R does generate plots, but it takes a great deal of work to make good looking plots. The basic plot function is plot(y,x) where y is the object on the y-axis and x is the object on the y-axis. The following command generates the scatter plot for the vapor pressure data.
> plot(vapor$vp,vapor$temp)
The write.table() function generates an output data file that is useful for using other plotting software. The following code appends the inverse temperatures and the natural logs of the vapor pressures to the original data to form a new object vapor2 and then creates the output data file vapor_output.txt.
> vapor2 <- cbind(vapor,inv_temp,log\_vp) > write.table(vapor2,”vapor\_output.txt”)
R does a very nice job manipulating matrices.
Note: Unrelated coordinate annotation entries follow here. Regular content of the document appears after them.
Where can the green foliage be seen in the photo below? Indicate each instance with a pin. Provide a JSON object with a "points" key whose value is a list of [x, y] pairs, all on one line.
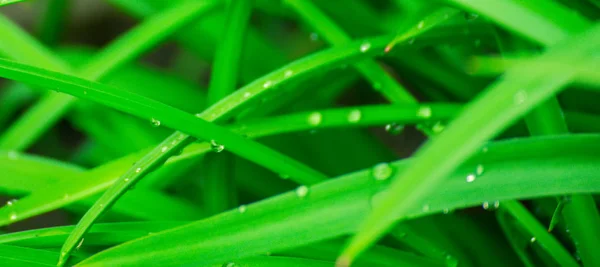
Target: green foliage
{"points": [[285, 155]]}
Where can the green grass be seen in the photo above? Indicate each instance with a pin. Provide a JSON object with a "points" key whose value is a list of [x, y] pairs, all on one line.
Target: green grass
{"points": [[287, 152]]}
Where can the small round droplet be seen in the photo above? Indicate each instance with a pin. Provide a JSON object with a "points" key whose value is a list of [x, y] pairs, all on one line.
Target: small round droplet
{"points": [[12, 155], [424, 112], [426, 208], [382, 171], [315, 118], [242, 208], [438, 127], [288, 73], [216, 147], [520, 97], [354, 116], [302, 191], [267, 84], [479, 169], [470, 178], [155, 122], [394, 128], [364, 47], [470, 16]]}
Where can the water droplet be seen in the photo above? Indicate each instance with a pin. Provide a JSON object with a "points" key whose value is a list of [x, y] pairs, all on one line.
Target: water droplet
{"points": [[12, 155], [438, 127], [288, 73], [424, 112], [242, 208], [426, 208], [394, 128], [155, 122], [470, 178], [267, 84], [302, 191], [364, 47], [520, 97], [216, 147], [470, 16], [479, 169], [80, 243], [382, 171], [315, 118], [354, 116]]}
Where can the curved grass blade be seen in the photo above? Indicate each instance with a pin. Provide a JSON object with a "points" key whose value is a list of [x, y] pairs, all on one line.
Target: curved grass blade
{"points": [[218, 192], [101, 234], [47, 111], [510, 97], [99, 179], [562, 164]]}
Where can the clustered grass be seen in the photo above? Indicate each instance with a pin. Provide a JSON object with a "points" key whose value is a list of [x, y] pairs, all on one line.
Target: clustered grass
{"points": [[289, 154]]}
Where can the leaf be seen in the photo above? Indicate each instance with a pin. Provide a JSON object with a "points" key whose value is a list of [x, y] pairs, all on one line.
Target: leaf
{"points": [[553, 165]]}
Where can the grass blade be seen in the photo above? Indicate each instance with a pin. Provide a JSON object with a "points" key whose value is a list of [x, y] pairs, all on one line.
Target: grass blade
{"points": [[505, 96]]}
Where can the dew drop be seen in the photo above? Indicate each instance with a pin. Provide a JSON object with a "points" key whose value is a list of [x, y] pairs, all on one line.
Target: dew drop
{"points": [[288, 73], [216, 147], [520, 97], [382, 171], [424, 112], [470, 16], [364, 47], [394, 128], [267, 84], [155, 122], [470, 178], [242, 208], [12, 155], [315, 118], [426, 208], [302, 191], [354, 116], [479, 169]]}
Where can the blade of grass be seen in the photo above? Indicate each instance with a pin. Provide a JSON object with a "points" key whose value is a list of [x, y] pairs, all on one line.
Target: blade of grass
{"points": [[219, 189], [509, 97], [47, 111], [554, 165]]}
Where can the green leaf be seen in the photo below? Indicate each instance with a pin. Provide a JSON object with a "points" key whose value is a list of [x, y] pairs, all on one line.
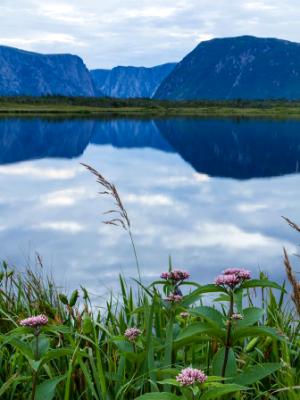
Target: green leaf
{"points": [[57, 353], [210, 315], [46, 390], [158, 396], [220, 390], [189, 333], [169, 381], [73, 298], [196, 294], [218, 361], [255, 373], [260, 283], [43, 345], [24, 347], [251, 316], [257, 331]]}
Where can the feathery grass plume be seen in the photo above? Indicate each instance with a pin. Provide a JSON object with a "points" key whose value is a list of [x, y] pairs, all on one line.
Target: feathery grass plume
{"points": [[122, 220], [293, 281], [289, 269], [292, 224]]}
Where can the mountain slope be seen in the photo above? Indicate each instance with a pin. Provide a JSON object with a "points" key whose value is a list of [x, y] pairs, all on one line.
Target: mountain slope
{"points": [[27, 73], [241, 67], [126, 82]]}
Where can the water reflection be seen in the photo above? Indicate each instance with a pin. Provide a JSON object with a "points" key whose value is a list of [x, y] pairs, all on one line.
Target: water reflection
{"points": [[169, 173], [225, 148]]}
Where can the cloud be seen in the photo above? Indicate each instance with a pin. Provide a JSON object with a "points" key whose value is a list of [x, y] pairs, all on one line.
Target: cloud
{"points": [[38, 172], [60, 226], [43, 39], [112, 33]]}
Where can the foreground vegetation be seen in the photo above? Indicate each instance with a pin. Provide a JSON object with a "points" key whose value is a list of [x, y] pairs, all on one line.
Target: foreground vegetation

This textbook, however, uses statistical software to perform the matrix calculations “under the hood,” so to speak. The text does show the matrix formulations of the procedures we discuss. However, we do not expect students to perform these calculations directly. As a result, we consider an introduction to the matrix manipulations within R beyond our scope. As appropriate, the text does give the basic R code to perform analyses. We leave it to the course instructor to present the details of the matrix manipulations within R.
R Commander is an add-on package to R. It also is freely available. It provides an easy-to-use user interface, much like Minitab and JMP, to the parent R product. R Commander makes it much more convenient to use R; however, it does not provide much flexibility in its analysis. For example, R Commander does not allow the user to use the externally studentized residual for the residual plots. R Commander is a good way for users to get familiar with R. Ultimately, however, we recommend the use of the parent R product.